The acceptable limit λ depends on the objectives of the analytical method and is typically expressed as the target value. For example, λ can be 15% in bioanalysis. The selection of the suitable response function (e.g., linear, with and without transformation, weighted, unweighted) was based on the accuracy profiles and the β-expectation tolerance interval (β-ΕΤΙ). The latter parameter is the interval where it is expected that a proportion β of future measurements would be within the acceptance limits ±λ. The expression of the analytical profile is given below.

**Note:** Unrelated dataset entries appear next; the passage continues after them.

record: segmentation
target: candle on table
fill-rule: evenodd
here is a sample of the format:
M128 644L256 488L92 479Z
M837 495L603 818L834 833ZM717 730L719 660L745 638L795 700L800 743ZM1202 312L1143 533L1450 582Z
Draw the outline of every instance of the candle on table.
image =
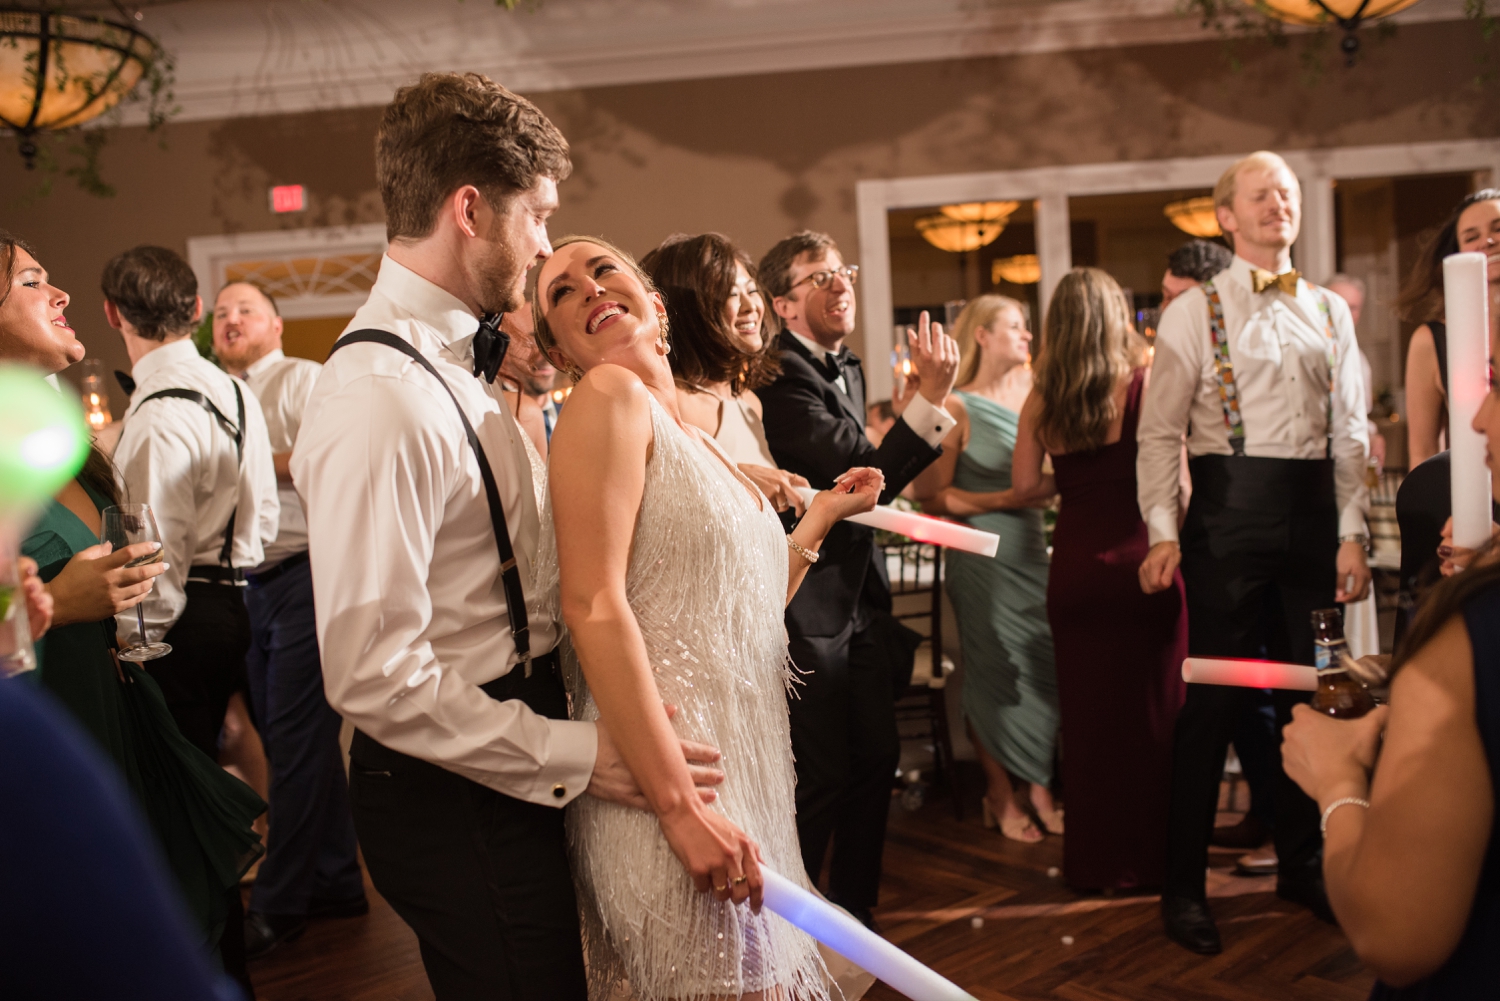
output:
M1237 688L1284 688L1293 692L1318 690L1317 668L1275 660L1189 657L1182 662L1182 680Z
M811 487L800 487L797 493L802 496L804 504L811 504L817 491ZM958 525L941 518L914 514L911 511L897 511L893 507L884 505L864 514L851 515L844 520L852 521L856 525L868 525L871 528L895 532L897 535L904 535L916 542L930 542L948 549L978 553L980 556L994 556L1000 549L1000 536L994 532L981 532L968 525Z
M1489 392L1488 261L1484 254L1443 259L1448 325L1448 467L1453 486L1453 544L1477 549L1490 537L1490 471L1484 436L1471 426Z
M875 974L912 1001L976 1001L968 991L923 966L826 900L766 866L765 906L834 952Z

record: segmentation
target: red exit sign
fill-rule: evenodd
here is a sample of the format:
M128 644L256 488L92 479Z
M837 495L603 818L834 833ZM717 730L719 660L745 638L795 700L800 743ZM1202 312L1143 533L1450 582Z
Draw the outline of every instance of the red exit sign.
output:
M301 212L307 208L307 189L300 184L278 184L271 189L272 212Z

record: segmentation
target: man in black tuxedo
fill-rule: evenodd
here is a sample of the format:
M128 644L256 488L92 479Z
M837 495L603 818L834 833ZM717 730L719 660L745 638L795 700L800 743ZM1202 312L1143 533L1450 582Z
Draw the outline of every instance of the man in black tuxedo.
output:
M917 378L876 448L865 437L864 374L844 347L858 274L822 233L797 233L767 252L759 278L783 326L781 374L756 392L782 469L827 489L851 466L875 466L885 473L881 503L888 503L938 457L953 429L941 403L958 373L958 345L941 327L929 330L924 314L911 345ZM911 647L890 612L875 533L848 522L828 534L786 612L792 659L809 672L791 698L802 861L817 882L831 838L829 896L866 925L901 752L895 693L911 675Z

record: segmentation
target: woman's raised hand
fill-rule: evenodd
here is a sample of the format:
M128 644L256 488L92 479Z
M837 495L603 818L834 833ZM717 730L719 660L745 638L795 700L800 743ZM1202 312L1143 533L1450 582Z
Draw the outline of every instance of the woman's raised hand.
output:
M1490 526L1490 535L1500 535L1500 525ZM1478 550L1466 549L1463 546L1453 544L1453 519L1450 517L1443 522L1442 542L1437 548L1438 559L1442 562L1438 570L1444 577L1452 577L1460 570L1466 568L1474 561L1474 554Z
M797 517L802 517L807 510L807 504L803 502L802 495L797 492L798 487L808 486L808 482L796 473L789 473L785 469L772 469L770 466L754 466L748 463L740 466L740 472L745 474L746 479L760 488L770 500L771 506L778 511L787 508L797 512Z
M151 592L151 579L166 572L169 564L126 566L161 548L159 542L137 542L111 552L108 542L89 546L73 554L68 565L47 585L56 611L54 626L74 622L98 622L136 605Z
M873 466L855 466L833 481L832 490L820 490L809 511L817 510L829 522L873 510L885 489L885 474Z
M736 904L750 901L760 910L765 879L760 872L760 846L696 797L657 818L672 852L692 877L700 893L712 893Z

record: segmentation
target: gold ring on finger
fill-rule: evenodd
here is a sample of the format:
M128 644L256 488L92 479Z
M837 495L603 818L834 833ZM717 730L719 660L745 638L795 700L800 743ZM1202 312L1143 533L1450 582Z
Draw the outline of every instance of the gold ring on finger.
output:
M750 882L750 877L749 876L736 876L736 877L734 877L733 879L731 879L729 881L729 885L730 886L739 886L741 883L748 883L748 882Z
M715 893L723 893L727 889L729 889L729 886L727 884L724 885L724 886L716 886L716 887L714 887L714 892Z

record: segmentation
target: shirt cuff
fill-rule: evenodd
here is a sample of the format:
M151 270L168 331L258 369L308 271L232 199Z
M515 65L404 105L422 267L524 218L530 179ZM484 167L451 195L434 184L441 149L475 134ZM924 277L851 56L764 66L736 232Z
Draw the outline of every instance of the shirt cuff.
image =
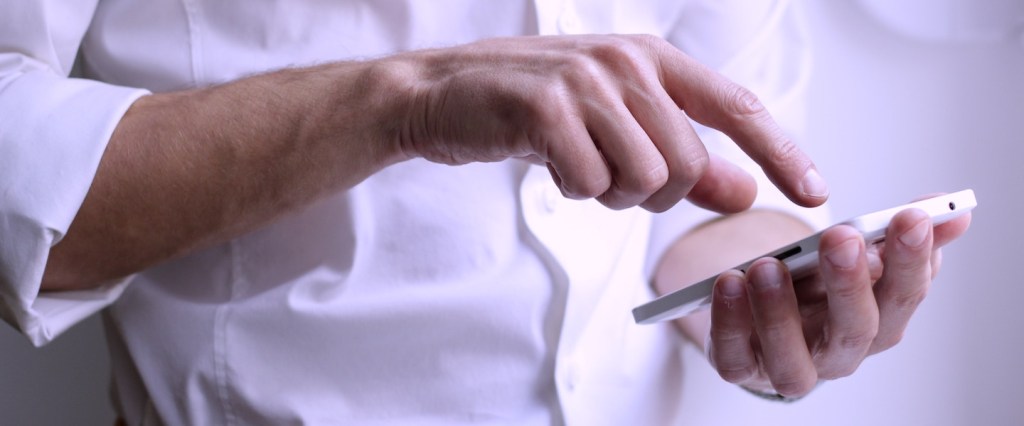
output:
M40 294L117 123L148 92L44 70L0 76L0 318L35 345L112 303L128 279Z
M0 317L36 347L43 346L82 320L114 303L132 277L95 290L24 294L16 303L0 303Z

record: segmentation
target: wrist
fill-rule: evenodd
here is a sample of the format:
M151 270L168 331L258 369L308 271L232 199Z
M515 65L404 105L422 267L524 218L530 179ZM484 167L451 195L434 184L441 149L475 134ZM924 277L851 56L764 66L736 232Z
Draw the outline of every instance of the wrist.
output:
M314 96L323 99L329 115L322 121L324 127L311 134L358 149L346 154L362 157L375 169L416 157L401 144L416 96L409 68L391 58L326 66L327 78L320 81Z
M410 52L359 63L354 87L344 90L337 102L359 99L356 114L369 115L368 140L378 148L385 163L424 156L427 143L427 98L433 84L427 73L430 56ZM338 117L344 120L344 117Z

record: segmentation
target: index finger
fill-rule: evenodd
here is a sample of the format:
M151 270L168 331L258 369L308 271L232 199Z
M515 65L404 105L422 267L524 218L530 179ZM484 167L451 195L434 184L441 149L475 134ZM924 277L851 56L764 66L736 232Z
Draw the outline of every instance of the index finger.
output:
M729 136L793 202L813 207L828 199L828 184L814 162L756 95L673 47L657 53L665 90L686 115Z

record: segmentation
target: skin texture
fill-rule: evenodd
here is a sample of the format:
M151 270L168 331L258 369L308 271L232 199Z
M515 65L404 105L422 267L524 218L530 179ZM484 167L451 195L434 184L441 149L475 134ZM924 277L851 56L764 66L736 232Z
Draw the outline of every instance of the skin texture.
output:
M803 396L819 380L848 376L865 357L900 341L938 273L940 248L966 232L970 220L967 215L933 230L927 214L906 210L890 224L886 243L871 248L853 228L833 227L822 237L816 276L794 283L781 262L759 259L746 275L729 271L719 277L710 312L676 323L723 379ZM752 229L761 232L751 238ZM751 211L711 223L670 249L656 287L672 291L809 232L774 212ZM713 265L703 264L708 270L695 271L702 265L700 253L708 252L724 255Z
M753 94L661 39L485 40L139 99L42 287L101 285L415 157L529 158L567 197L615 209L746 209L753 179L709 157L687 115L732 137L794 202L825 201L810 159Z

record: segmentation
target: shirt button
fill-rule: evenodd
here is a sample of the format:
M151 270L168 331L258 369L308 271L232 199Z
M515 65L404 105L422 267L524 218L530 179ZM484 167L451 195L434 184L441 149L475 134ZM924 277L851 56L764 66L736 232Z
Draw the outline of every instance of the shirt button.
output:
M554 213L561 202L562 194L557 189L548 186L541 191L541 205L544 206L544 211Z
M558 17L558 30L562 34L579 34L581 32L580 27L580 18L571 11L564 11Z
M565 388L569 391L576 390L576 385L579 382L579 373L576 372L576 366L569 362L569 365L565 369Z

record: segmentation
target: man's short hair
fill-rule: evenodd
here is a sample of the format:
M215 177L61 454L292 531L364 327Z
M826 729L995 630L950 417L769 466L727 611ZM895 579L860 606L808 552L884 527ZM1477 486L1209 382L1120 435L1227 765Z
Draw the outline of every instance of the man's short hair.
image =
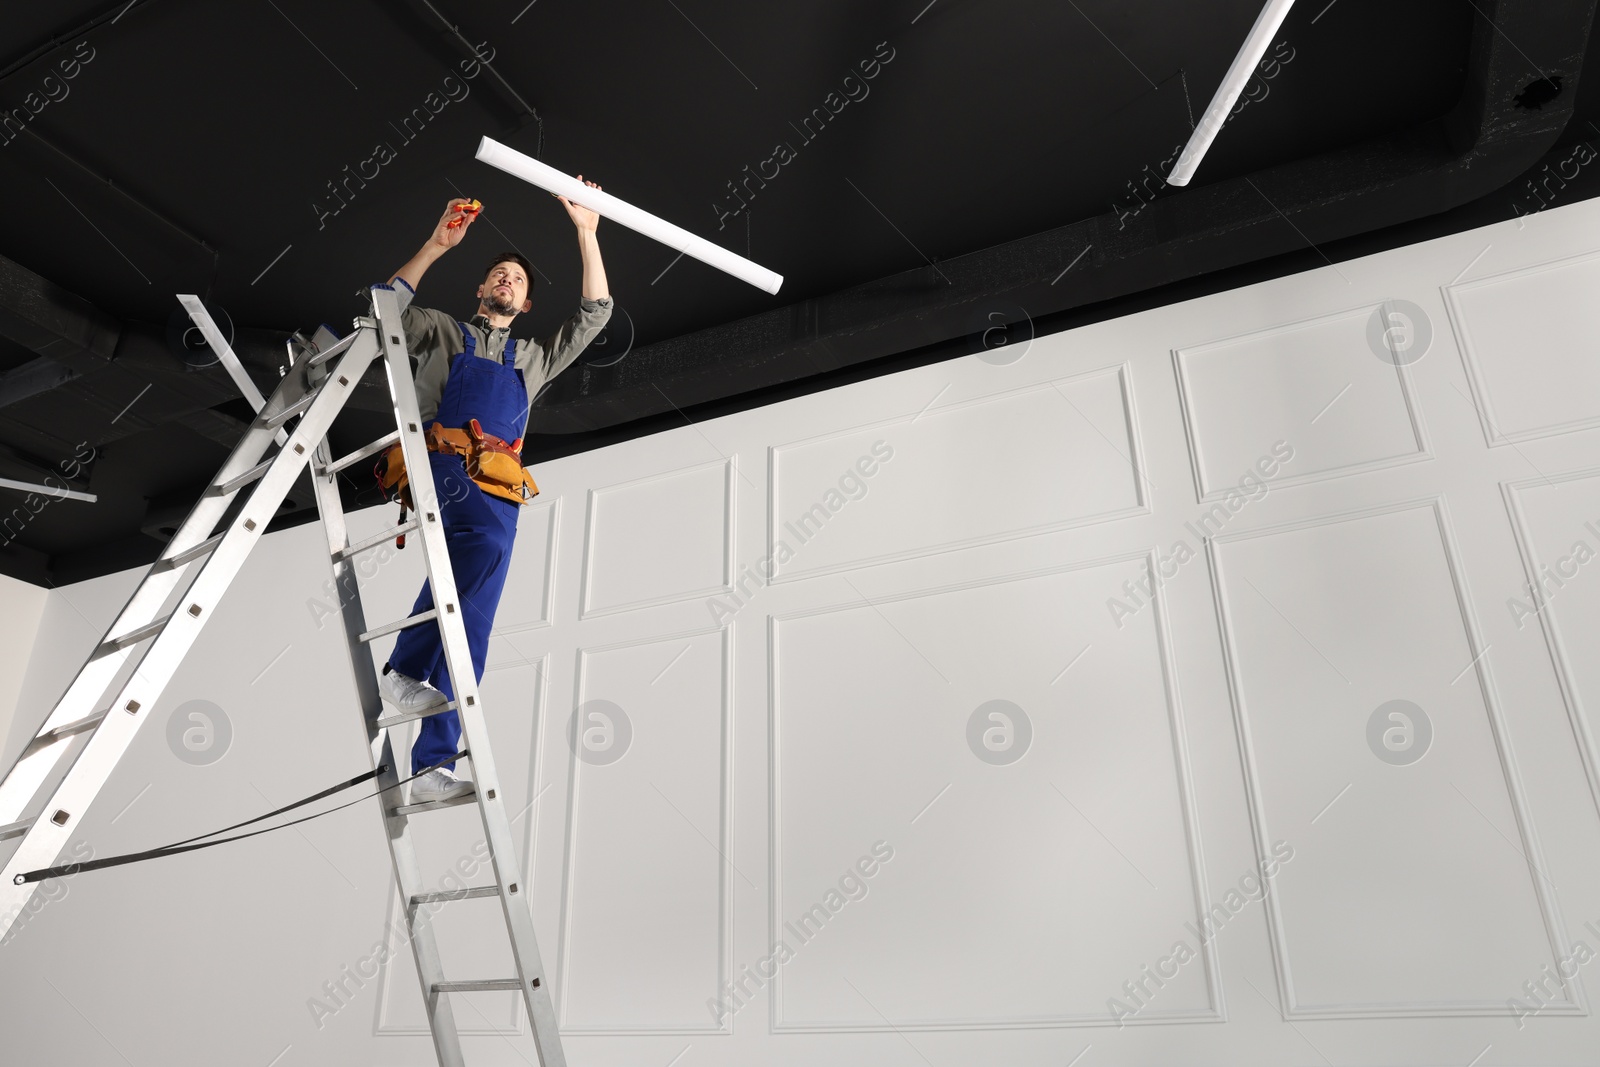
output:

$$\left[bias{\left(\%\right)}_j-Q_t\left(v;\frac{1+\beta }{2}\right)\sqrt{1+\frac{1}{pn{B}_j^2}{s}_{r,j} };bias{\left(\%\right)}_j+Q_t\left(v;\frac{1+\beta }{2}\right)\sqrt{1+\frac{1}{pn{B}_j^2}{s}_{r,j} }\right],$$

where bias(%)_j = $\frac{{\mu }_j-{\mu }_{Tj}}{{\mu }_{Tj}}\times 100$, s_r,j = $\frac{{\widehat{\sigma }}_{W,j}^2+{\widehat{\sigma }}_{B,j}^2}{{\mu }_j}\times 100$, B_j =$\sqrt{\frac{\frac{{\widehat{\sigma }}_{{\rm B},j}^2}{{\widehat{\sigma }}_{W,j}^2}+1}{n\frac{{\widehat{\sigma }}_{{\rm B},j}^2}{{\widehat{\sigma }}_{W,j}^2}+1}}$, ν = $\frac{{\left(R+1\right)}^2}{R+\frac{1}{n\left(p-1\right)}+1-\frac{1}{p{n}^2}}.$

–

${\mu }_{\mathit{j}}$ is the estimate of the mean results of the j-th concentration level,

–

${\mu }_{\mathit{T}}$ is the unknown “true value”,

–

p is the number of series,

–

n is the number of the independent replicate per series,

–

Q_t (ν; (1 + β)/2) is the β quantile of the t-Student distribution with ν degrees of freedom,

–

${\widehat{\mathrm{\sigma }}}_{\mathit{W}\mathrm{,}\mathit{j}}^{\mathrm{2}}$ is the within-series variance,

–

${\widehat{\mathrm{\sigma }}}_{\mathit{B}\mathrm{,}\mathit{j}}^{\mathrm{2}}$ is the between-series variance.

4. Conclusions

In this research, an HPLC–PCD method was developed and validated for the determination of Colistin in human urine. The proposed analytical scheme offers some interesting features that are summarized as follows: (i) from a chromatographic point of view, a novel core–shell column compatible with highly alkaline mobile phases enabled the separation of the analyte using a simple mobile phase, avoiding modifiers; (ii) the pH of the mobile phase was perfectly matched with the alkaline pH of the derivatization reaction; (iii) post-column derivatization of the “isolated” Colistin isomers offered the potential to analyze biological material following minimal sample preparation; (iv) adequate sensitivity at the low micromolar levels was achieved.